For the study, Kim used a “convenience sample” that included friends and relatives and their contacts to discuss how their mothers talked to them about sexual matters. “Open discussion about sexual health is an extreme taboo in East Asia and Southeast Asia,” she noted.
The 20 women she talked to in hour-long, semi-structured, audio-recorded conversations were ages 18 to 33, with a mean age of 23.6 years. The women were Chinese, Japanese, Korean, Taiwanese, and Vietnamese, and 60% had been born in the U.S.; 75% had lived in the U.S. for more than 10 years.
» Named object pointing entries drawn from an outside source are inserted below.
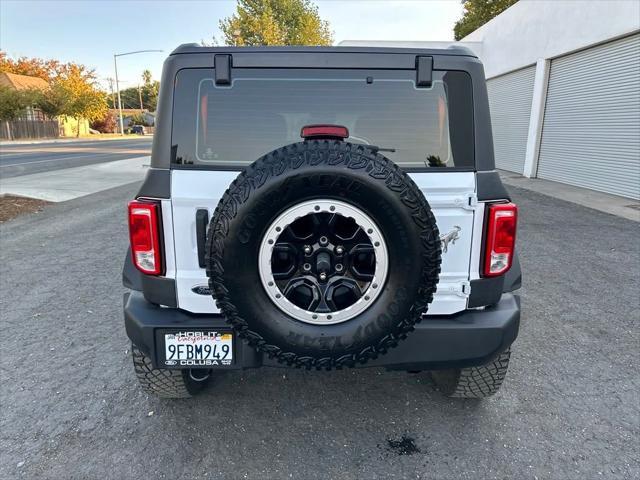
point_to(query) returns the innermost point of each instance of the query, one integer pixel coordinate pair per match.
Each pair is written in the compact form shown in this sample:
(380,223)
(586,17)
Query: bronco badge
(450,238)
(201,290)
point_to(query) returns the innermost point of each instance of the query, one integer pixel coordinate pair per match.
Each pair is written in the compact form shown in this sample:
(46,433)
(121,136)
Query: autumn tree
(33,67)
(72,91)
(276,22)
(477,13)
(130,97)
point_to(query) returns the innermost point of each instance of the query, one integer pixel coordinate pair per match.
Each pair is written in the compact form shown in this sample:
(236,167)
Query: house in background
(563,79)
(129,114)
(34,123)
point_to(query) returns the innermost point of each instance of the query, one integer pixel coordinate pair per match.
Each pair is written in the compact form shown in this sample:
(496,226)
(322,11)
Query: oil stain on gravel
(404,446)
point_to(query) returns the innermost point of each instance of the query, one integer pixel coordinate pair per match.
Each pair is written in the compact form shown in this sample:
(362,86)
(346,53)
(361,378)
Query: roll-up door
(510,98)
(591,129)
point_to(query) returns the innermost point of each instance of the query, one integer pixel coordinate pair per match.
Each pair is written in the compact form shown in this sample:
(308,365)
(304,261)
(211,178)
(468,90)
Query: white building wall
(535,29)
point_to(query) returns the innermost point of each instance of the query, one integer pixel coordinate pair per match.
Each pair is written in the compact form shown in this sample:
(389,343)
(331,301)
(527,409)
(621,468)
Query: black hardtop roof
(456,50)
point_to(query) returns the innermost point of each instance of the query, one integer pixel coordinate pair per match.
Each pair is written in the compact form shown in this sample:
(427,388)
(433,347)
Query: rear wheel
(473,382)
(166,383)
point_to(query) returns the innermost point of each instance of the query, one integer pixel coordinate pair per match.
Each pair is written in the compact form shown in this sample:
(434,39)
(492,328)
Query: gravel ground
(71,408)
(12,206)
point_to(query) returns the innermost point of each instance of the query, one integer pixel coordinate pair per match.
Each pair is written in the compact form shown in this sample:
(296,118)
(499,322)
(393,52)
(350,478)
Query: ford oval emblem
(201,290)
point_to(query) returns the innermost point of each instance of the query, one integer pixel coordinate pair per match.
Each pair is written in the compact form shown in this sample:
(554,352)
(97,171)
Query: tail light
(144,231)
(501,238)
(324,131)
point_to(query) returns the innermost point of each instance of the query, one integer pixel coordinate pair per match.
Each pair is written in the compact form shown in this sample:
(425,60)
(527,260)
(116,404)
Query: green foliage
(477,13)
(276,22)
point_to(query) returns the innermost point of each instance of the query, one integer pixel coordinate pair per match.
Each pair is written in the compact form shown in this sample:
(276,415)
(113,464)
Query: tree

About 65% of the participants were from the Boston area, while the others currently resided in California.
Kim said that most of the women she interviewed did realize that their mothers were uncomfortable with sexual communication.
Aronowitz said that the study’s small numbers of participants was one of the limitations in generalizing the study.
Kim said that the study identified a problem in sexual education of young women and teens, and “future research on how acculturation and cultural values affect Asian American mother-daughter sexual communication is needed.”
“This may add insight into the development of an intervention to help increase open communication between mothers and daughters at this critical life stage,” she noted.
Kim, Aronowitz, and Homer disclosed no relevant relationships with industry.